No. You need some information about the variance. This may be estimated from the standard errors or the confidence intervals, if these are given, plus the sample size (that should be given).
Please be careful with using published estimates - they are often larger than you should reasonably expect them to be (results with smaller effects often are not statistically significant and are not published; sometimes experiments are repeated until the first one shows "statistical significance" and this is then published. This is a form of p-hacking, but unfortunately quite common practice).
No, and not because you don't know the variance but because the sample size needs to be based on the minimum effect size that is of real life significance. Early studies in a field tend to be published if they show a large effect size, but smaller effects may still be of real life significance.
You need to decide the smallest effect that would be meaningful in real terms. This involves taking a deep breath and making a guess, usually. After that, you set your sample size to have at least a 90% chance of detecting an effect this size or bigger. 90% because running a study with more than a 10% baked-in probability of failing to find something even though it exists is unethical because it wastes research resources, one of which is usually participants who work for us for nothing, and it discourages further research.

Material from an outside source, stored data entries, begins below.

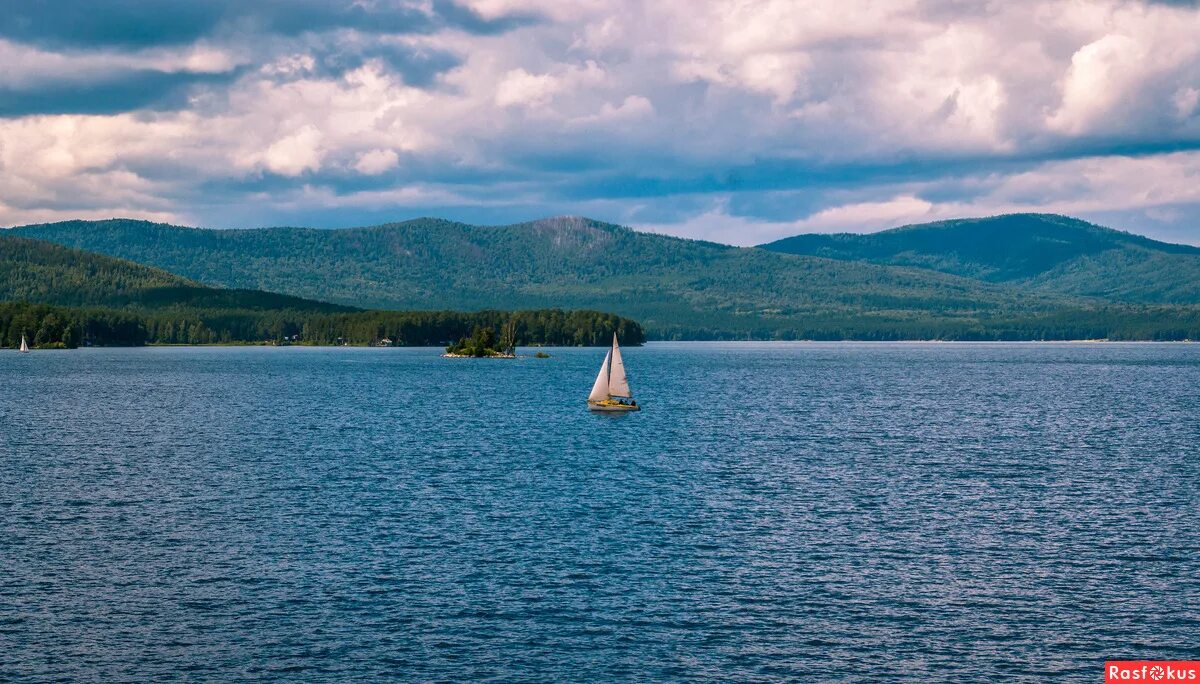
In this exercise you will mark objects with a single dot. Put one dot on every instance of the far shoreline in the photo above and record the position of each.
(648, 342)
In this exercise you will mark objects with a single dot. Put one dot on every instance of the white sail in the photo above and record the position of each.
(600, 389)
(618, 384)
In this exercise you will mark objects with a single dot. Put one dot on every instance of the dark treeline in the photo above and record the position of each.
(1115, 323)
(71, 327)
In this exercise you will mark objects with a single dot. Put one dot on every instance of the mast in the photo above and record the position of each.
(600, 389)
(618, 383)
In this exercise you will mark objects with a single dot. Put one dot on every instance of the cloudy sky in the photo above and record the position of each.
(736, 120)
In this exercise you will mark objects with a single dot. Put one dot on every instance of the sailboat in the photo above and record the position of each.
(611, 390)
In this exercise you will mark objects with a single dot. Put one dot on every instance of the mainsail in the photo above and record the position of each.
(600, 389)
(618, 384)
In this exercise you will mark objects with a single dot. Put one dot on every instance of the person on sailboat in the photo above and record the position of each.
(611, 390)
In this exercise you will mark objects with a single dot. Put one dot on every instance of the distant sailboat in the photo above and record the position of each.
(611, 390)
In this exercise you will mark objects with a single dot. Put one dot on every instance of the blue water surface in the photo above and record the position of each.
(778, 511)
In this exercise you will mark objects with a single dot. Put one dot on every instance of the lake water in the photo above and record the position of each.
(778, 511)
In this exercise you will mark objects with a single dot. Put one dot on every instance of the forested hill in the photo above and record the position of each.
(675, 287)
(1042, 252)
(46, 273)
(61, 297)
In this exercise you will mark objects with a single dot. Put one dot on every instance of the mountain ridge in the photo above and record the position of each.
(1043, 252)
(673, 286)
(678, 288)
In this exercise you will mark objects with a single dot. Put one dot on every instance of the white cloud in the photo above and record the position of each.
(669, 101)
(377, 161)
(295, 154)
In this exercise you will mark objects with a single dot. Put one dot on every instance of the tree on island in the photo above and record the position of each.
(480, 343)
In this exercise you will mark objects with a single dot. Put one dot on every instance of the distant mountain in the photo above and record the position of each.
(675, 287)
(63, 297)
(1043, 252)
(46, 273)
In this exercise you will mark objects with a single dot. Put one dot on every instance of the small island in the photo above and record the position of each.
(483, 343)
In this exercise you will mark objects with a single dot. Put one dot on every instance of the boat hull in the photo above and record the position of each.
(611, 407)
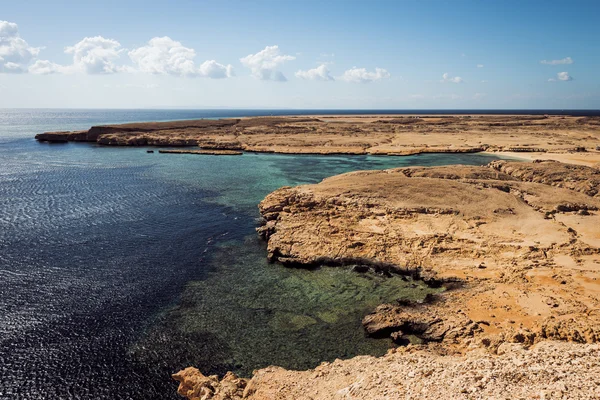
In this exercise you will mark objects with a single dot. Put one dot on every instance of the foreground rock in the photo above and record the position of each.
(516, 244)
(521, 239)
(365, 134)
(550, 370)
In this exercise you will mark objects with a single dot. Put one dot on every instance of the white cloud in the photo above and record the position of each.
(561, 76)
(45, 67)
(566, 60)
(264, 64)
(321, 73)
(91, 55)
(15, 53)
(163, 55)
(453, 79)
(214, 70)
(95, 55)
(361, 75)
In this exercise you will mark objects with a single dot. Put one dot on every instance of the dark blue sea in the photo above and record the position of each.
(118, 267)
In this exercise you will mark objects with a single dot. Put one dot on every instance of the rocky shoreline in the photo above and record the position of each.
(517, 245)
(366, 134)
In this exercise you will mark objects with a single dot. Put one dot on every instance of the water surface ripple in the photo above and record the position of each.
(118, 267)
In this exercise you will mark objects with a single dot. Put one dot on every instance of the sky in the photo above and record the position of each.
(334, 54)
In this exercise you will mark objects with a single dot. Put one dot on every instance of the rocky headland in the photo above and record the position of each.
(516, 245)
(570, 137)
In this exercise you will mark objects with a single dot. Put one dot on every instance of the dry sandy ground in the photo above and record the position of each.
(550, 370)
(516, 244)
(367, 134)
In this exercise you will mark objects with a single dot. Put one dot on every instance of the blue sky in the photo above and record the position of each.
(300, 54)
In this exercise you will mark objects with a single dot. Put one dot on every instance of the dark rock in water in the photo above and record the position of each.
(361, 269)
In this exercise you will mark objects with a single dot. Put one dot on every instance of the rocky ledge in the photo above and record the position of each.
(521, 239)
(549, 370)
(517, 246)
(358, 134)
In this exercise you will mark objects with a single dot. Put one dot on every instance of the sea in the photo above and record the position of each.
(119, 267)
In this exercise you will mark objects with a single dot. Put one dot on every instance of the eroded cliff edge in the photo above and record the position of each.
(359, 134)
(520, 242)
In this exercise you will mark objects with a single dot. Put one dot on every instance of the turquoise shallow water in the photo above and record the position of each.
(118, 267)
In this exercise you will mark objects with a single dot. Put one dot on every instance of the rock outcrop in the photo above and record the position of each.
(524, 245)
(549, 370)
(366, 134)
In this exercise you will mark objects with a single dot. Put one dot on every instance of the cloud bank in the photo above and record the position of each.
(15, 52)
(163, 55)
(264, 64)
(561, 76)
(566, 60)
(361, 75)
(321, 73)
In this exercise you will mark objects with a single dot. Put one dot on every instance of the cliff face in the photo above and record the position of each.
(527, 254)
(516, 244)
(549, 370)
(355, 134)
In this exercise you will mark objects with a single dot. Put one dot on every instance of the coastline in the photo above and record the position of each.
(358, 134)
(523, 265)
(515, 242)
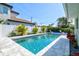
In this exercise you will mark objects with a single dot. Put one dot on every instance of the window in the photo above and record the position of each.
(3, 10)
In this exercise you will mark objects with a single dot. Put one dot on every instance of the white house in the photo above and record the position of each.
(11, 20)
(72, 13)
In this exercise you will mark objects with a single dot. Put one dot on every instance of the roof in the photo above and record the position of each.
(7, 5)
(21, 20)
(14, 12)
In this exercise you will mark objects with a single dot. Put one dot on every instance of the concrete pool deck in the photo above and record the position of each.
(10, 48)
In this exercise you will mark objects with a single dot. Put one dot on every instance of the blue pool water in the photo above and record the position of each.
(36, 43)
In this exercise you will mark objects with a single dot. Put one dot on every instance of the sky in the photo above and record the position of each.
(41, 13)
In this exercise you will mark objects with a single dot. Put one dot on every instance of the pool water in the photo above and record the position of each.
(36, 43)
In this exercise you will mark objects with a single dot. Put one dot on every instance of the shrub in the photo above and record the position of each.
(49, 28)
(43, 28)
(35, 30)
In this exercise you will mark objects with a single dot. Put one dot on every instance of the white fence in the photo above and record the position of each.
(6, 29)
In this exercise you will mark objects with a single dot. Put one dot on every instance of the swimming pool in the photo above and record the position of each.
(36, 43)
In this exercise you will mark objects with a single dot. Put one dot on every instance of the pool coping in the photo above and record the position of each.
(17, 37)
(44, 50)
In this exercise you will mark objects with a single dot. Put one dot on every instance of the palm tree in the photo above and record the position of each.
(62, 21)
(1, 21)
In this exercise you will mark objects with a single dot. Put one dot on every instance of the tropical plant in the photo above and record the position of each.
(1, 21)
(43, 28)
(21, 29)
(62, 22)
(35, 30)
(49, 27)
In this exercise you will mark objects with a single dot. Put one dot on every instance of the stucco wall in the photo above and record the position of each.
(5, 16)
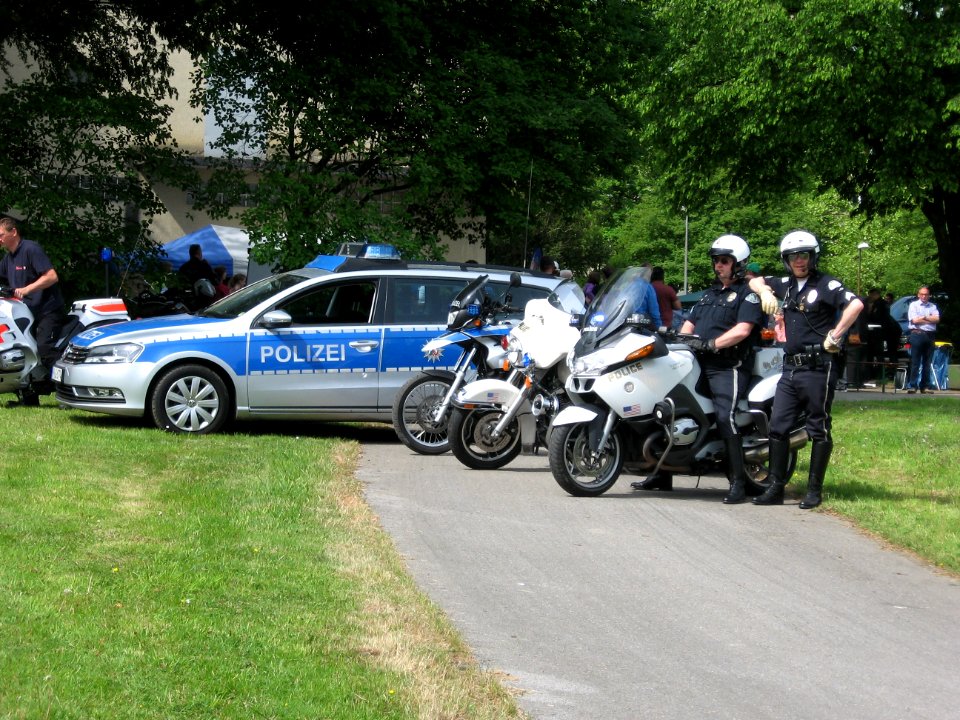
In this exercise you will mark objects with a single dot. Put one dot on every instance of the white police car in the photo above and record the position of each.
(311, 344)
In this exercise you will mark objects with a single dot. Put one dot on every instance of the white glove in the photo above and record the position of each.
(831, 344)
(768, 301)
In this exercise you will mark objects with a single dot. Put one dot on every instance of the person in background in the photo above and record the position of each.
(592, 286)
(923, 316)
(236, 282)
(26, 268)
(220, 287)
(549, 265)
(648, 303)
(667, 299)
(817, 312)
(196, 268)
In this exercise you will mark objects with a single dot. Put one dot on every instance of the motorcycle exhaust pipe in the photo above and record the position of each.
(798, 438)
(544, 405)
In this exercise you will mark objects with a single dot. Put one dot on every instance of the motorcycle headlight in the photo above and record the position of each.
(588, 365)
(110, 354)
(514, 351)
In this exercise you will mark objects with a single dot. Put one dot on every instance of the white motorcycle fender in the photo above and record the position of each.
(489, 391)
(572, 415)
(765, 389)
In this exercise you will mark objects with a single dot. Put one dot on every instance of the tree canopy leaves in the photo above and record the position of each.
(859, 95)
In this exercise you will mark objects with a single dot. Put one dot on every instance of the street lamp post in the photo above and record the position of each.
(860, 248)
(686, 247)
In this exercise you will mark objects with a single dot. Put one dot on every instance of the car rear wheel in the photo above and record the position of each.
(190, 399)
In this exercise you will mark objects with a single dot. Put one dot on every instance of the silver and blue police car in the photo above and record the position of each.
(334, 342)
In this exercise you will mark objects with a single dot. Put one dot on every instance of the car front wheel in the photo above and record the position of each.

The question I ask clinical researchers is how big an effect should be to make your colleagues change something about the way they manage patients. This is a complex decision that involves weighing up the costs involved in change, for example financial, resource, impact on patients.
In other areas you can ask similar questions. But in the end a sample size calculation is the application of precise mathematics to wild guesses based on personal biases and unprovable assumptions.
Yes, you can calculate the required sample size for a new study if you know the effect size from a previous study, along with other information such as desired power and significance level. The sample size calculation is based on statistical principles and aims to ensure that the study has a high probability of detecting an effect of a certain size if it exists.
The formula to calculate the required sample size typically involves the following factors:
Effect Size (ES): This is the difference between the groups being studied (e.g., treatment group vs. control group) and is usually expressed as a standardized measure like Cohen's d for continuous outcomes or odds ratio for binary outcomes. If you have the effect size from a previous study, you can use that value.
Desired Power (1 - β): Power is the probability of correctly detecting a true effect if it exists. Commonly chosen values for power are 0.80 or 0.90, indicating an 80% or 90% chance of detecting an effect if it's there.
Significance Level (α): This is the threshold for determining statistical significance. Commonly used values are 0.05 or 0.01.
Type of Hypothesis Test: Depending on the research question and the type of data (continuous, categorical, etc.), you'll choose an appropriate test (t-test, chi-square test, etc.).
Ma'Mon Abu Hammad , not quite. If we talk about a relative (or standardized) effect size like Cohen's d, you are right (Coden's d is the ratio of the effect size [=mean difference] and the standard deviation, so it already includes the information about the variance. I still advocate strongly against using such measures because they conflate the often relevant information about the actual effect size [=mean difference] and the variance). But for hazard ratios you also need some information about the prevalences, what is equivalent to the information about the variance.
A published effect size might be useful for planning other experiments but should be supplemented by precision measures, otherwise it is not useful and could even be misleading.